It has often been said that India’s best resource is the “jugaad” among our people. What is “jugaad”? It refers to some sort of improvised, jury-rigged solution to a problem demanding attention.
Tata Nano is often held out to the poster boy of the great Indian “jugaad” and the story of how Ratan Tata saw a family of four travel on a two-wheeler and conjured up the idea of creating the world’s cheapest car is often repeated. “Jugaad” is thus frugal engineering.
But is there more to “Jugaad”? Let us take another look at the meaning of the word – improvisation is at the heart of it. Just as how the sight of a family of four traveling on a scooter is common in our country, let us consider a few other equally common scenarios and understand “jugaad” at work in those:
Indian motorists are in perennial hurry. Amber, for them, is not the call to slow down and be cautious, but rather to accelerate hard and jet past the impending red. Needless to say, a few motorists get pulled up for such and for other offences. The first reaction of those pulled up would be to hand over a small note and avoid the stipulated penalty.
Millions of people migrate to other cities due to reasons of education and employment. And then they try to procure a domestic LPG connection in their own name. No sooner than they are faced with the unbelievable obstacles in the process that they discover that a few currency notes can make the process simpler, hassle-free, and swift.

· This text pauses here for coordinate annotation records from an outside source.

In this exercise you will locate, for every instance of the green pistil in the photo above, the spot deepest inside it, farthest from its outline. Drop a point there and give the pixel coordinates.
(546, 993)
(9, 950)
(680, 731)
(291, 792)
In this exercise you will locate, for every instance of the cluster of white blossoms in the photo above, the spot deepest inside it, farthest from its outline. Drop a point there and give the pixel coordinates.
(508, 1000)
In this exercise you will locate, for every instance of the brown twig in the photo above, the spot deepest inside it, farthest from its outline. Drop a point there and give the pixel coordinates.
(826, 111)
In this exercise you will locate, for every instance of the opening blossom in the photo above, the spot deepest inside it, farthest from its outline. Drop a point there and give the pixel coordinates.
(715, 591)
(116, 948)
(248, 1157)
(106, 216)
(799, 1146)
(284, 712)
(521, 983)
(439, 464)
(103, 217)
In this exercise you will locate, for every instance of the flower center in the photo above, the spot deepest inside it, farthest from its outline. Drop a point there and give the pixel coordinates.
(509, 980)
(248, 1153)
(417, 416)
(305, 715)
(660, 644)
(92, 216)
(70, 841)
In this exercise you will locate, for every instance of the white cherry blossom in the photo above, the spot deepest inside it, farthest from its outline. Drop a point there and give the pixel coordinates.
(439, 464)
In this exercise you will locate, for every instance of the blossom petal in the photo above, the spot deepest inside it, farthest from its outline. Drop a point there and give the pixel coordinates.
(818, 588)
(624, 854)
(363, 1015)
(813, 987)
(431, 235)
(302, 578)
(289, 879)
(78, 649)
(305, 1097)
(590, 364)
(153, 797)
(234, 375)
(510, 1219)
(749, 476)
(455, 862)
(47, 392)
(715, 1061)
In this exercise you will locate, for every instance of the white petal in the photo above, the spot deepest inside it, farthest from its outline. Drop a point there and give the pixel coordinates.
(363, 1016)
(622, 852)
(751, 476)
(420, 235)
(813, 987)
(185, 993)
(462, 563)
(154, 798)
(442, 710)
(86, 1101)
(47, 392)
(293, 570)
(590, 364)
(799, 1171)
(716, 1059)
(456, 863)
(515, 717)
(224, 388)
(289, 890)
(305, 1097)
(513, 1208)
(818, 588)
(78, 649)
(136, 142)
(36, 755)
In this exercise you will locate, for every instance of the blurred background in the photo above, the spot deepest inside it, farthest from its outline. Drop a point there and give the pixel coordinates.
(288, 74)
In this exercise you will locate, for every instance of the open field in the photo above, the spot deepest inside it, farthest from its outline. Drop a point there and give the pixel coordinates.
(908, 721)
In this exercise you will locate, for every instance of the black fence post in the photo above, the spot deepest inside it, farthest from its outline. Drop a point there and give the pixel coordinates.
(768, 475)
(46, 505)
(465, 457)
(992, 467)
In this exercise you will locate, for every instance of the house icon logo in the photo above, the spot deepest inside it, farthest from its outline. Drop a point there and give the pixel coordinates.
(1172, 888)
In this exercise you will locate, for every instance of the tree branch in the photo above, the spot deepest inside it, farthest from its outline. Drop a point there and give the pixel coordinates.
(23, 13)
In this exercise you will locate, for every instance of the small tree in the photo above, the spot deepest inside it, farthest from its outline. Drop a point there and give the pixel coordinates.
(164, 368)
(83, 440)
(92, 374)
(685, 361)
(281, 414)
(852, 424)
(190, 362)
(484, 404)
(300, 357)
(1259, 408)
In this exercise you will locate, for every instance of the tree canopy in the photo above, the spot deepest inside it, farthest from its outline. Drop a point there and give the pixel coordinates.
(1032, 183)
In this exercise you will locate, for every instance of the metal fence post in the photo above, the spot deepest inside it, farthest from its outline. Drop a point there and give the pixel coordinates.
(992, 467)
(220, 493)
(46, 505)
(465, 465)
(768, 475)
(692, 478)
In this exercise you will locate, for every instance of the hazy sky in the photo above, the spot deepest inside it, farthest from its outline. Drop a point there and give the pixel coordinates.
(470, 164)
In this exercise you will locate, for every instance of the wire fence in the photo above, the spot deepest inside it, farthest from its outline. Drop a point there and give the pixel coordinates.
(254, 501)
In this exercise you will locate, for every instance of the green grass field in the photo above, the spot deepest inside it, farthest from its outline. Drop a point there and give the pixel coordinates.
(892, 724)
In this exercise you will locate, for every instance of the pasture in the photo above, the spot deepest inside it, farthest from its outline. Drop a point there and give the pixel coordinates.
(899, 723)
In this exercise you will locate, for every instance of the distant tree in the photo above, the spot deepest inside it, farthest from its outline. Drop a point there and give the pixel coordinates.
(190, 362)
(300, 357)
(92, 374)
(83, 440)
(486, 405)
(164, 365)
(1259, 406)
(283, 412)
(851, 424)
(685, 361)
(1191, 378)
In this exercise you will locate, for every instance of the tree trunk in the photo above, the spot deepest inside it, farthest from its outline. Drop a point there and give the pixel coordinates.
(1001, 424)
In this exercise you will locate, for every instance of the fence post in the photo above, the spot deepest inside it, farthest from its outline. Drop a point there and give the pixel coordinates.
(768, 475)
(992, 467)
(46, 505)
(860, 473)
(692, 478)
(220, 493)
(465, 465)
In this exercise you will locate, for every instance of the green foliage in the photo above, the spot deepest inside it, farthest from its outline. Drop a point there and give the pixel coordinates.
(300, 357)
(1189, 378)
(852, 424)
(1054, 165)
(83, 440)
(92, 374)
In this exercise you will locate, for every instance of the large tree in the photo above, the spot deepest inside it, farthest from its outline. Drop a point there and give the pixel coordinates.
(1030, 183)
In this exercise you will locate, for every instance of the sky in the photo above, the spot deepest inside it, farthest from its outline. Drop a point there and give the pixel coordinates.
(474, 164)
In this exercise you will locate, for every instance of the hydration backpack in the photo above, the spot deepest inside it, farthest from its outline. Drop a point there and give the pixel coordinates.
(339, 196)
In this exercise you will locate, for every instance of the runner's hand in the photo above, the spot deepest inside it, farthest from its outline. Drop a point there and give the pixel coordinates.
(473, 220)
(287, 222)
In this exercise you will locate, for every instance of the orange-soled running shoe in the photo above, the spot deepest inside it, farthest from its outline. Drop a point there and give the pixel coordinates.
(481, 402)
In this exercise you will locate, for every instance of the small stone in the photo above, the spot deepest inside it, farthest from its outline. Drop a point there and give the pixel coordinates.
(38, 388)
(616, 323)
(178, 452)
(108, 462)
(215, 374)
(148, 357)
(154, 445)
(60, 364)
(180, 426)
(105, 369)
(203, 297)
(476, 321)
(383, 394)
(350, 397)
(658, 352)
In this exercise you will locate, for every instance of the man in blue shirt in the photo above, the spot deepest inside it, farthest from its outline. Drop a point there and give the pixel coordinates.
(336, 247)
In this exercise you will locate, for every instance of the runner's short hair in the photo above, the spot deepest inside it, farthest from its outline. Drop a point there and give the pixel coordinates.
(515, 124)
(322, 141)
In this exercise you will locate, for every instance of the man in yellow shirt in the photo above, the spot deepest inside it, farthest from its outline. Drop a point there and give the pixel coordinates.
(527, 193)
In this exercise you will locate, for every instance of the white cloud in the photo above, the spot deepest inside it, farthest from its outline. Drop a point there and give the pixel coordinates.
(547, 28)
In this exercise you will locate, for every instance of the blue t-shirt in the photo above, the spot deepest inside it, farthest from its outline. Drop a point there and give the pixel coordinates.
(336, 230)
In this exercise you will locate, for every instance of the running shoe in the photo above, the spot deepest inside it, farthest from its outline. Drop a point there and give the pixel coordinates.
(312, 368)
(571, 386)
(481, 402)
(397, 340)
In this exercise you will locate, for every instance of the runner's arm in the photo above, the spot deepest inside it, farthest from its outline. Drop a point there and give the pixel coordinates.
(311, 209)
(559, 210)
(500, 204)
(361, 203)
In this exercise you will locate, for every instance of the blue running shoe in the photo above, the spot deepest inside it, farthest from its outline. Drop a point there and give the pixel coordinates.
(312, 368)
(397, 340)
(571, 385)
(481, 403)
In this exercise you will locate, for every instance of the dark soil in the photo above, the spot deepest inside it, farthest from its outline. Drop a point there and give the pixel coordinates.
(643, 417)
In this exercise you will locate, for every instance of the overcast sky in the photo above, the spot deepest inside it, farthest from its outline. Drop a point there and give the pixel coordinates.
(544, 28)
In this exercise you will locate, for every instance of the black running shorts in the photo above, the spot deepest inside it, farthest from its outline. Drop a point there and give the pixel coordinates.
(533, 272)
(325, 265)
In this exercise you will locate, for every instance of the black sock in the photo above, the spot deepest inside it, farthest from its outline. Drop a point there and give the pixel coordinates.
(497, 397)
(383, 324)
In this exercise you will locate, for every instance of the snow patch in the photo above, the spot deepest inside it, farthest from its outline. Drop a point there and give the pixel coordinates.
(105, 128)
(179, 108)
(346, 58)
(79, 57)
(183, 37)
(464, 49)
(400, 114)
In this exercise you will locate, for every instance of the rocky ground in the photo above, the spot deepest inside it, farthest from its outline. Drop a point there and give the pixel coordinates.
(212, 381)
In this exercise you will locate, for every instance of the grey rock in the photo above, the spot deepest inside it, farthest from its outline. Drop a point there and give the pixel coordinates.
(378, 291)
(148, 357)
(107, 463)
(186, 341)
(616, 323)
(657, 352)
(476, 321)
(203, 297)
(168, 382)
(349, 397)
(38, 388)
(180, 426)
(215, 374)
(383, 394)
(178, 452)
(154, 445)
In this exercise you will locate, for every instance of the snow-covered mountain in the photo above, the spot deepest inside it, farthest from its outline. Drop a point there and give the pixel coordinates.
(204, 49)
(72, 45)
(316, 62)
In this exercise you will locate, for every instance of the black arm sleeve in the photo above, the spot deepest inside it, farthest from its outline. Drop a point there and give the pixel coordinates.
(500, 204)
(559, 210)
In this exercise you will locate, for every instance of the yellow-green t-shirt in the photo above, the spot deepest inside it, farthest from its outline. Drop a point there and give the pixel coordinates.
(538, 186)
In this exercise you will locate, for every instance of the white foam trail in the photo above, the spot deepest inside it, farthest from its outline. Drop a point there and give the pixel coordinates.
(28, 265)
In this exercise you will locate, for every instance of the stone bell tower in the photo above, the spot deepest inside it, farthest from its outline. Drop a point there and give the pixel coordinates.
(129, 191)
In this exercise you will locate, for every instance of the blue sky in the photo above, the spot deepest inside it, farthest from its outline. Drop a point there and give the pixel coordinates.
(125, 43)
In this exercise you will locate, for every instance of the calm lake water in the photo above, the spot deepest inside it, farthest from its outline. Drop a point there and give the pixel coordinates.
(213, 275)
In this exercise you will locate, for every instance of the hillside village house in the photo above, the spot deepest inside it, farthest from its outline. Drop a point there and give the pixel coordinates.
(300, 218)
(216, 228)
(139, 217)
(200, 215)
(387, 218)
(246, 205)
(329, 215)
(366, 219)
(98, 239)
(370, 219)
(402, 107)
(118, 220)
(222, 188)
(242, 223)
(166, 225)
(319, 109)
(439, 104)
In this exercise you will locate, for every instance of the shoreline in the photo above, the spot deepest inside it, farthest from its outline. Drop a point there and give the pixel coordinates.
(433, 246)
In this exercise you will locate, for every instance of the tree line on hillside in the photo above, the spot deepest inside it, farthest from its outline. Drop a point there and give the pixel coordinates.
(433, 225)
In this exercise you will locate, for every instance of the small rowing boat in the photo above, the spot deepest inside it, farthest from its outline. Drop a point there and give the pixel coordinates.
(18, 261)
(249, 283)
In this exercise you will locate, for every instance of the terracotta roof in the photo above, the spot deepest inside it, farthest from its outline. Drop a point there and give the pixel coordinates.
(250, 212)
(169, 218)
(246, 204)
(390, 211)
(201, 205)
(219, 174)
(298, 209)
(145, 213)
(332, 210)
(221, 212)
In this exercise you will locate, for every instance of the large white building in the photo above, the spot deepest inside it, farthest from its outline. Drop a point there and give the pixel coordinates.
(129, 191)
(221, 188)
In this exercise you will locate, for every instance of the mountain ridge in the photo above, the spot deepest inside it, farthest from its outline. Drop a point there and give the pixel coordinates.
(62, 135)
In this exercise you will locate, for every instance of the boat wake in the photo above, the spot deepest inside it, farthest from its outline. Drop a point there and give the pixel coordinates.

In each of the above cases, the person was in a spot of trouble and discovered the simplest and quickest way out of it. In other words – they applied their “jugaad” to get out of the sticky situations.
An economist I personally respect – Swaminathan A. Aiyer – once wrote, “The creativity in unethical activity is, with rare exceptions, not fundamentally different from the creativity that yields frugal engineering.”
While we take to the streets under the leadership of Anna Hazare and while the media goes ballistic over the corruption in our country, let us remember that “jugaad” and corruption are closely related. Corruption is nothing but “jugaad” on overdrive; while one is celebrated globally, the other is vilified. Seen in this light, it is easy to realize why a Jan Lokpal Bill is no solution for our corruption woes.